Details about the fix are in the commit message. TSAN error looked like

[ TEST ] test.cpp:437: Destroying ProxyClient<> with destroy method after peer disconnect
...
  Write of size 8 at 0x721400005020 by thread T24 (mutexes: write M0):
    #0 std::__1::__function::__func<mp::ProxyClientBase<mp::test::messages::FooCallback, mp::test::FooCallback>::ProxyClientBase(mp::test::messages::FooCallback::Client, mp::Connection*, bool)::{lambda()#1}, void ()>::operator()() /home/runner/work/libmultiprocess/libmultiprocess/include/mp/proxy-io.h:522 (mptest+0x242b20)
    #1 void mp::Unlock<mp::Lock, std::__1::function<void ()>&>(mp::Lock&, std::__1::function<void ()>&) /nix/store/6z6xj37ljxwrwd5w3rs0zyfkrxd48lzl-libcxx-21.1.2-dev/include/c++/v1/__functional/function.h:274 (mptest+0x35582d)
    #2 mp::Connection::~Connection() /home/runner/work/libmultiprocess/libmultiprocess/src/mp/proxy.cpp:150 (mptest+0x34e596)
    ...
    #11 mp::test::TestSetup::TestSetup(bool)::{lambda()#1}::operator()() const /home/runner/work/libmultiprocess/libmultiprocess/test/mp/test/test.cpp:112 (mptest+0x1504fe)

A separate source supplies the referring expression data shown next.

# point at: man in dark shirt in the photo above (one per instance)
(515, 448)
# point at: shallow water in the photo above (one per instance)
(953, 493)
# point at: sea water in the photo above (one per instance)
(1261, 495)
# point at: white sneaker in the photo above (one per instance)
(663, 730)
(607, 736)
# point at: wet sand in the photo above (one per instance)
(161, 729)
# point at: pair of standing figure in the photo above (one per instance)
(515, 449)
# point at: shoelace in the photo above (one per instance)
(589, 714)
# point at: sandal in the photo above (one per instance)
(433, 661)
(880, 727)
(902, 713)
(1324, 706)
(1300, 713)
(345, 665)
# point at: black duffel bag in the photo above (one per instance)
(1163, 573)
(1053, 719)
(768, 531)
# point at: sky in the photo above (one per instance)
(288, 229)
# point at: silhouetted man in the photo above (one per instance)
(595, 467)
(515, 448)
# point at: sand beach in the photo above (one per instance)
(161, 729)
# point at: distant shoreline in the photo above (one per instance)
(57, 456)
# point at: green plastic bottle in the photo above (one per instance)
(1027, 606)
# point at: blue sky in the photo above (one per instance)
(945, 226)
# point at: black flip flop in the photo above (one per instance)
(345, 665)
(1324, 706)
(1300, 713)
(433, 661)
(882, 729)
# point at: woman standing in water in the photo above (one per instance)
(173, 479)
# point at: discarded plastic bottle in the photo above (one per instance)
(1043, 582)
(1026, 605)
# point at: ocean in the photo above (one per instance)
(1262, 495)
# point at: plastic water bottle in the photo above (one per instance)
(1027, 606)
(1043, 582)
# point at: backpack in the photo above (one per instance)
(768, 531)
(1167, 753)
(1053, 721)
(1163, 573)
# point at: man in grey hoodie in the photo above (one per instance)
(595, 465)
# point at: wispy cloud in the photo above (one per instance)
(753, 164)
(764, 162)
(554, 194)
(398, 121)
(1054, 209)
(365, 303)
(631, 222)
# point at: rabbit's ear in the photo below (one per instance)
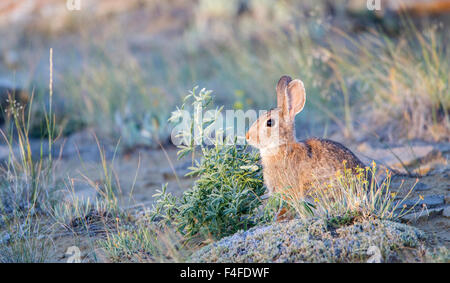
(281, 91)
(295, 98)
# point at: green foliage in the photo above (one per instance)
(226, 196)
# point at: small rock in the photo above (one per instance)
(429, 201)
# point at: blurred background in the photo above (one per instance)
(372, 71)
(376, 75)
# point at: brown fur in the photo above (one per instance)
(292, 165)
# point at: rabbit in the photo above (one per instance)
(291, 164)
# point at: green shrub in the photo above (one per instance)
(226, 196)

  Previous read of size 8 at 0x721400005020 by thread T26:
    #0 void mp::clientDestroy<mp::ProxyClient<mp::test::messages::FooCallback> >(mp::ProxyClient<mp::test::messages::FooCallback>&) /home/runner/work/libmultiprocess/libmultiprocess/include/mp/proxy-types.h:647 (mptest+0x342d2a)
     ...
    #21 std::__1::__function::__func<mp::ProxyServerBase<mp::test::messages::FooInterface, mp::test::FooImplementation>::~ProxyServerBase()::{lambda()#1}, void ()>::operator()() /nix/store/6z6xj37ljxwrwd5w3rs0zyfkrxd48lzl-libcxx-21.1.2-dev/include/c++/v1/__functional/function.h:174 (mptest+0x347c76)
     ...
    #23 void* std::__1::__thread_proxy[abi:ne210101]<std::__1::tuple<std::__1::unique_ptr<std::__1::__thread_struct, std::__1::default_delete<std::__1::__thread_struct> >, mp::EventLoop::startAsyncThread()::$_0> >(void*) /home/runner/work/libmultiprocess/libmultiprocess/src/mp/proxy.cpp:309 (mptest+0x353ef2)

  Thread T24 (tid=10032, running) created by main thread at:
    ...
    #4 mp::test::TestCase437::run() /home/runner/work/libmultiprocess/libmultiprocess/test/mp/test/test.cpp:449 (mptest+0x1459a7)

https://github.com/bitcoin-core/libmultiprocess/actions/runs/26851297744/job/79183796152

Note: #273 made it possible for this TSAN error to trigger, but it didn't trigger most of the time, so it was not detected in CI. There is also an interaction with #218 and #273 + #218 together make it much more likely to trigger

clientDestroy() reads m_context.connection to decide whether to use
MP_LOG vs KJ_LOG, but Connection::~Connection() can set it to null
concurrently from the event loop thread (via the disconnect_cb sync
cleanup callback) while the destructor runs on an async cleanup thread,
causing a TSan-reported data race. The race is exposed by the test added
in commit 90be835 ("test: regression for ~ProxyClient destroy after peer
disconnect").

The KJ_LOG fallback was only needed before commit 315ff53 ("refactor:
Add ProxyContext EventLoop* member"), when logging required going
through connection->m_loop. Since that commit, m_context.loop is a
direct EventLoopRef that is always valid regardless of whether
m_context.connection is null. The KJ_LOG branch is now dead code, so
drop it and the connection check entirely.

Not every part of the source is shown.